I'm in the business of purchasing a new gun and I figured no place better to ask questions than this forum. It's filled with experienced hunters right? A little background on my gun history is this. I'm a college student who hunts regularly for pheasants, duck, and geese. Right now I have a Mossberg Silver Edition O/U for upland birds and an older 870 for waterfowl. I'm looking to upgrade to an automatic and I don't have the funds for the more expensive Berettas or Benellis.

Anyways, I'm looking for a relatively cheap gun that I can use primarily for waterfowl. These three guns seem to fit the category.

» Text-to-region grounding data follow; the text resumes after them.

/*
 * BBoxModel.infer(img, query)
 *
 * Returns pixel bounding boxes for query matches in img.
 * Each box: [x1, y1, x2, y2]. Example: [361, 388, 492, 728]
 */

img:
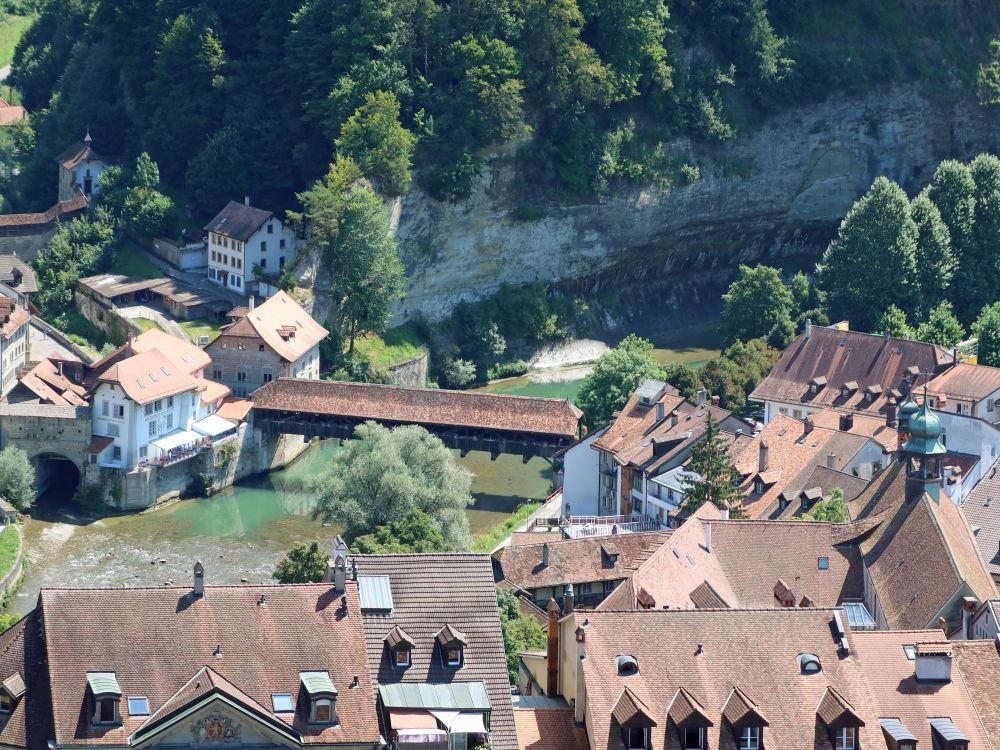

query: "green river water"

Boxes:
[14, 323, 720, 614]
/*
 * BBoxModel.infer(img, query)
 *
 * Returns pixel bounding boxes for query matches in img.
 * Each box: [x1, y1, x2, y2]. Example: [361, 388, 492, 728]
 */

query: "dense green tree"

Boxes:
[968, 154, 1000, 319]
[818, 177, 917, 332]
[143, 14, 226, 179]
[585, 0, 672, 99]
[978, 39, 1000, 106]
[312, 422, 474, 549]
[662, 362, 703, 401]
[497, 589, 546, 683]
[915, 302, 965, 348]
[186, 126, 251, 215]
[352, 508, 451, 553]
[876, 305, 913, 339]
[909, 189, 955, 317]
[682, 413, 742, 516]
[577, 334, 663, 426]
[273, 541, 327, 583]
[35, 214, 116, 317]
[972, 301, 1000, 367]
[806, 489, 847, 523]
[439, 356, 478, 389]
[121, 154, 174, 238]
[0, 446, 35, 512]
[9, 0, 91, 111]
[927, 160, 977, 321]
[336, 91, 416, 196]
[719, 264, 795, 347]
[699, 338, 778, 411]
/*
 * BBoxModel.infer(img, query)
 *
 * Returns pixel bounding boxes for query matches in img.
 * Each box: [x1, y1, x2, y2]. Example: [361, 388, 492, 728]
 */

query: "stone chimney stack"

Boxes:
[804, 318, 812, 339]
[249, 295, 255, 310]
[961, 597, 978, 640]
[193, 560, 204, 598]
[840, 413, 854, 431]
[574, 626, 587, 724]
[826, 452, 837, 470]
[334, 557, 347, 593]
[671, 411, 679, 428]
[719, 507, 729, 520]
[711, 395, 720, 407]
[886, 398, 898, 428]
[564, 583, 574, 614]
[696, 389, 707, 407]
[541, 542, 549, 569]
[759, 440, 769, 473]
[546, 598, 560, 696]
[804, 415, 815, 435]
[244, 195, 250, 206]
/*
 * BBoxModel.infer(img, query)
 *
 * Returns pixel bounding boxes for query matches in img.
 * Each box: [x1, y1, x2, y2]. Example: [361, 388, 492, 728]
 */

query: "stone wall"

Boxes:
[0, 226, 58, 261]
[388, 352, 429, 387]
[74, 290, 134, 346]
[385, 83, 1000, 324]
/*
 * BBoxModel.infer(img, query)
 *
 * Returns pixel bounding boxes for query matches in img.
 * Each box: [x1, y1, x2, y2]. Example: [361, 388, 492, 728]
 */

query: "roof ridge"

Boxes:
[581, 606, 844, 615]
[275, 377, 580, 404]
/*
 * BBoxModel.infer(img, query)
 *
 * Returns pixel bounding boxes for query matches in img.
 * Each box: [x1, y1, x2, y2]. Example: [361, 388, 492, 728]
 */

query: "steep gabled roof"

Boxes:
[961, 456, 1000, 579]
[204, 201, 273, 243]
[130, 329, 211, 375]
[612, 687, 657, 729]
[212, 291, 327, 363]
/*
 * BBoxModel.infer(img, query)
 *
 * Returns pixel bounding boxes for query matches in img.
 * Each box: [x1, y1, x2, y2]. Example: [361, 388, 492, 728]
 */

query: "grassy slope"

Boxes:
[115, 249, 162, 279]
[353, 322, 428, 369]
[0, 15, 32, 69]
[0, 525, 20, 581]
[179, 318, 223, 344]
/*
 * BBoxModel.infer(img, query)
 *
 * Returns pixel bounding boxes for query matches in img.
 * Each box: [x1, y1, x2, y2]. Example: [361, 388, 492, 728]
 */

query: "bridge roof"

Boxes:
[252, 379, 582, 438]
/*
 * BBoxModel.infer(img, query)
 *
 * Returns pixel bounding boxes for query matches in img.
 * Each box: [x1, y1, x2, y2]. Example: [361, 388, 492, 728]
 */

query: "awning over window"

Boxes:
[389, 710, 438, 730]
[192, 414, 237, 438]
[150, 429, 202, 452]
[378, 682, 490, 711]
[429, 711, 487, 734]
[395, 729, 447, 748]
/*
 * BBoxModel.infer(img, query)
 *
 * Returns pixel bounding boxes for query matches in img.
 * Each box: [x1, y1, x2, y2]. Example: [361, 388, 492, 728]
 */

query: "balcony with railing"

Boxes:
[560, 514, 668, 538]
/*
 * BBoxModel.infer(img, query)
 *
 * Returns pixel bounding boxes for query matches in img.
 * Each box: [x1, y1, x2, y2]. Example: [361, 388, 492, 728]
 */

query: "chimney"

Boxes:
[826, 452, 837, 470]
[914, 643, 953, 682]
[244, 195, 250, 206]
[574, 626, 587, 724]
[886, 399, 898, 428]
[634, 375, 642, 389]
[804, 415, 814, 434]
[546, 598, 560, 696]
[564, 583, 574, 614]
[563, 502, 571, 519]
[334, 557, 347, 593]
[804, 318, 812, 339]
[719, 507, 729, 520]
[839, 413, 854, 431]
[696, 389, 707, 407]
[705, 521, 712, 553]
[193, 560, 204, 598]
[655, 401, 665, 421]
[249, 295, 255, 310]
[671, 411, 679, 428]
[541, 542, 549, 569]
[127, 330, 135, 355]
[711, 394, 720, 407]
[759, 440, 769, 473]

I'm wondering what everyone's opinion is on these guns and the pro's and con's of each.


----------



## duckslyr (Nov 27, 2008)

I would either stick with the 870 or get an 11-87. stoeger is crap and mossbergs are too high maintenace. as for Tristar i cant really tell you for sure but you get what you pay for.


----------



## kota bear (Jan 4, 2008)

i have to disagree with the stoegers being crap comment. i bought a stoeger 2000 and i love it! i have had a few 870's and two 11-87's and although they are good guns, i'd take my stoeger over either of them. i know both of those guns have great and storied histories. i know the stoeger is not a benelli or beretta but you can't beat it for the price. i've used mine in ALL types of weather and its been great for me. in fact i just had it out coyote hunting and with the wind chill it had to be about -10, functioned perfect. i researched a lot before i bought mine and to me its been a great investment. plus its a cinch to keep clean. my 11-87's got dirty way to fast, not to mention i went through 3 o-rings with one of my 11-87's and that sucks when they go out and your sitting in a duck marsh.


----------



## Noreastern (Jan 27, 2009)

duckslayer is way off on thinking the m2000 is crap... i own the 1187 three 870's you know what those four guns have in common other than being made by remington ????? they are on consignment at a local gun store!!! the 1187 for the most part is a half way decent gun but its a pain to clean the o rings are always going bad the parts are expensive and it weighs a ton its not a good pointing gun and is poorly balanced... the 870 dont go there yeah i know its THE GREATEST SELLING SHOTGUN OF ALL TIME!!! thats because your granddad shot one your dad shot one and you shot one its not a good mounting gun its very heavy and my three have been boxed up and shipped back to remington two many times to count....i take very good care of my guns so thats not the reason "P.S" the moss 500 is head and shoulders a far and i mean far superior gun to the 870 the 500 i nevercleanit it never has problems


----------



## southdakbearfan (Oct 11, 2004)

Most guns will function, but my 3 870's, although not shot much anymore as I have upgraded to Browning Citori's, are almost indestructible.

Mossberg's are good and functional, but my 500 seemed like a rattling piece of crap compared with the 870 and I was more than happy to loan it out. The plastic trigger mechanism is a joke, and almost half the value of the gun if you break it.

The 870's are one wingmaster, and two expresses. The only issue I ever had was after about 8000 rounds I started to get a jam in one during cycling. A little looking over found a tab in the action had been bent out and was catching the brass. A leatherman tool adjustment later, back in the action flawlessly.

When I went to 3 1/2" 12, I went with a browning gold, mistake at the time, as they hadn't worked out all their issues yet, and it turned into a single shot below 30 degrees. Factory fixed it, but I had enough of auto's as several of my friends had SX2's and they were very tempermental to the ammo you fed them.

So I made the splurge to a Citori Satin Hunter 3 1/2" and love it to death.

Never been around the stoeger or tristars, but with auto's or over/unders, you definately get what you pay for in my experience.

The only auto's I have never seen screw up regularly in the field are the benelli's. I have been around many Browning Golds, SX2's, SX3's and Beretta's, and they all seemed to have some serious flaws, some of which may or may not be cured now.

But myself and my friends have been known to hunt in really extreme conditions too, and more than once have their auto's been stuck in the truck in favor of my backup 870's because they wouldn't work.


----------